According the parish website, in the early 1900’s, over 7,000 families resided in the Strip District. By 2000, there were only 160 families living in the area. This caused a decline in parish membership and resulted in the 1993 joining of St. Patrick’s, St.  Stanislaus-Kotska, the first Polish parish founded in 1875. The diocese closed and sold St. Elizabeth of Hungary, the first ethnic Slovak church in the area.

“St. Stanislaus survived because of the strong base of parishioners in Lawrenceville and other parts of the city,” said Father Harry Nichols, a Priest at St.  Stanislaus-Kotska. “St. Patrick’s died because there was no longer a need for an Irish parish since most of the Irish migrated from the Strip District.”

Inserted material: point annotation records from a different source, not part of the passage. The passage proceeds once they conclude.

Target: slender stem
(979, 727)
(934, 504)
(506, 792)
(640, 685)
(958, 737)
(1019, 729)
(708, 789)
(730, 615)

St. Stanislaus-Kotska was founded because a group of Polish immigrants decided they were tired of congregating on different sides of the city. The first church was building was purchased in 1875 and within the first two years, the congregation outgrew the building, which caused them to build a new church on 21st and Smallman Street.

“We currently have about 1,150 parishioners with only about 25 living in the boundaries of the Strip,” Father Nichols said. “People come from all over the Pittsburgh suburbs to celebrate Mass.”

The church saw damages in 1936 from both the St. Patrick’s Day Flood and an explosion at the Pittsburgh Banana Company, which led to the church’s domes being removed. The two churches merged to the St. Stanislaus-Kotska location because the size of the parish is considerably larger than the St. Patrick’s location in the Strip District.

The original St. Patrick’s Church was located on 11th Street before it was destroyed by a fire in 1854. The parish then bought land on 14th Street and a new church was built in 1858.

Yet another church had to be constructed in 1865 because of the growth of the railroad and the population of the city. The site of the new location was 17th Street and Liberty Avenue. The parish suffered another fire in 1935 that lead to the construction of a smaller church which stands today on the same site.

Masses are still celebrated at St. Patrick’s even though it merged with St. Stanislaus-Kostka.

“St. Patrick’s is kept open because of the historical value it holds and it’s also an excellent place of prayer,” said Father Nichols. “Mass is still celebrated on Monday’s, even though weekend masses are celebrated at St. Stanislaus-Kostka.”